I believe you are confused about the law. Laws are not objective. There are many, many cases brought before the courts where the facts are not in dispute.
All of the parts are unclear. I'm confused because the objectivity of a law depends on the facts in court cases being in dispute?
When I use the word subjective, it means that an individual personally gets to decide the truth of something. You can't make something illegal just by changing your mind, but you can make it immoral. We probably have different understandings of subjectivity and objectivity.
Inconveniently, juries (and judges in non-criminal cases) do, in fact, make something legal or illegal by changing their minds. It is the function of a jury to decide questions of fact, because determining absolute objective truth in a courtroom scenario (from a scientific sense of the word) is often functionally impossible. So you're left with the situation where the plaintiff and defendant provide evidence that their respective versions of the truth are the objective reality, and the jury's subjective opinion of their case determines what the law agrees upon as objective.
This interface between objective and subjective is the "magic" of the legal system. If you can argue in a court of law, successfully enough to convince a jury (or judge, depending on the criminal / civil nature of the case), that, say for instance, a corporation is a person in the same sense as an individual human being, then as far as the law is concerned it is now an objective truth that corporations are people.
I'm not even talking about deciding questions of fact. If you take a set of facts as a given, it's still often not clear if something is legal or not. Legislation is often written in broad strokes and it is up to the courts to fill in the details. There are always new cases coming up that don't fit the same fact pattern as existing cases and hence no one is quite sure what the law says on such matter.
Given a set of facts, it isn't always clear if something is legal or not. Hence, case law, and appeals and so on. Was obamacare illegal? It wasn't clear. A judgement has been made at this point, but to suggest it was an "objective" decision wouldn't be accurate. The supreme court judges could have just "decided" it was illegal if that was their opinion. Several did.

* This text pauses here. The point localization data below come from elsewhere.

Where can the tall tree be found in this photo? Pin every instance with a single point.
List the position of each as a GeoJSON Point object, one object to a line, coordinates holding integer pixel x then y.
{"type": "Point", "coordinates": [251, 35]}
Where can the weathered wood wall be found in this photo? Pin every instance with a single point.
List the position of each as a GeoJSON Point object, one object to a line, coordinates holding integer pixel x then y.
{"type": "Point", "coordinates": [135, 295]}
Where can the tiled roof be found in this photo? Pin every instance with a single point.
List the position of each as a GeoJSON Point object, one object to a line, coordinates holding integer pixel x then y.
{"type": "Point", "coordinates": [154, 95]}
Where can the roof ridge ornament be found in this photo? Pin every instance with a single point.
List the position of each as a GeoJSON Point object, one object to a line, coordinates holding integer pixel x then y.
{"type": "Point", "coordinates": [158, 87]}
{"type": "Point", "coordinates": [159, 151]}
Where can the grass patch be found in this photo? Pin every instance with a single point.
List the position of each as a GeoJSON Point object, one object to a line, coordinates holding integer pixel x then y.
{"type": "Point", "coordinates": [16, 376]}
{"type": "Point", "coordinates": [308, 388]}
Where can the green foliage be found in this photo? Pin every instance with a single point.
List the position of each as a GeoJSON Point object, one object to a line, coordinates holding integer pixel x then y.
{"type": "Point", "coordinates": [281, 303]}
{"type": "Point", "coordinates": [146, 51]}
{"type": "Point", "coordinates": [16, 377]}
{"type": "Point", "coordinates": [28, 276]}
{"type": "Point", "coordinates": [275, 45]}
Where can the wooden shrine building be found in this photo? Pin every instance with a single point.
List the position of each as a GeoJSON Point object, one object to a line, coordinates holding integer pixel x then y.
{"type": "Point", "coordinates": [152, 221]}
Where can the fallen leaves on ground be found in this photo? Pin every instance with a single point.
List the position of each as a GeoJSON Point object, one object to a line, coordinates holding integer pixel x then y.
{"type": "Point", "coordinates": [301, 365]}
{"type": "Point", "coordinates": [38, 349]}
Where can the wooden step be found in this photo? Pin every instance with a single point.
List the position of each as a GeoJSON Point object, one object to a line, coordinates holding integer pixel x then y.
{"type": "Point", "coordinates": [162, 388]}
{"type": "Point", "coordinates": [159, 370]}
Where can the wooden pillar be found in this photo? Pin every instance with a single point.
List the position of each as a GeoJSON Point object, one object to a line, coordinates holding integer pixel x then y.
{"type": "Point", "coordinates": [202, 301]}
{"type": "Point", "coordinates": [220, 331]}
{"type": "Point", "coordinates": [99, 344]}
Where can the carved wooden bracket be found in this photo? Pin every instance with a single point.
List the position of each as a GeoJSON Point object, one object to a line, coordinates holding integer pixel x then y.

The very existence of the supreme courts highlights the fact that the law is a subjective thing, there isn't some nice big leather bound book which you can just consult for every single situation and go "yep, ok, that's legal".
I see what you're saying, somebody has to decide what the law actually is. They do it in collaboration with a huge system of legal training, case law, appointment, election, and the opinions of other judges, but that a single person's opinion counts for so much does introduce subjectivity. Obama makes decisions, but half of us (or whatever) agreed that it was good for him to do so. We place a similar confidence in scientists.
I generally think of a continuum where 100% subjective means only you agree and 100% objective means everybody on the planet agrees. Questions of legality tend towards the objective side of the continuum, and questions of morality tend towards the subjective side. Very little is at either end of it. (Maybe ice cream is 98% objectively delicious or something.) It would have helped if I clarified this before just spitting out that laws != morals because objective != subjective.
No, I'm not saying that. I'm saying that right now, this very second, there are many things which may or may not be legal, it's uncertain. There are circumstances where (usually) companies will get legal advice from a top-tier firm, and that advice will be "we are not certain if this is legal or not", because there are no cases where this has been tested. This is more common than you might realize. It comes up often where new legislation is passed. Dodd-Frank introduced legislation and none of it had been tested in court and many banks didn't know if X was legal or not, because the legislation didn't explicitly say anything about X, but X might be covered under Y which is explicitly said to be legal or not. There are companies doing things right now and they aren't certain if what they are doing is legal.
Your personal opinion about whether a piece of untested legislation is good or bad according to your own morals/values/ethics is more subjective than a judge's legal opinion about what that legislation means in terms of regulating behavior in accordance with everything else in the legal system.
Okay, so compare and contrast with science. Is it fair to say that murder is to Dodd-Frank what classical mechanics is to string theory? By the way, thanks for the discussion so far.
I don't know. Classical mechanics is useful but has proven to be wrong in various places, I don't know how useful string theory is but, at least to my knowledge, it has never been proven wrong. Whether a set of facts adds up to "murder" is debatable and what is and is not legal under Dodd-Frank is also debatable.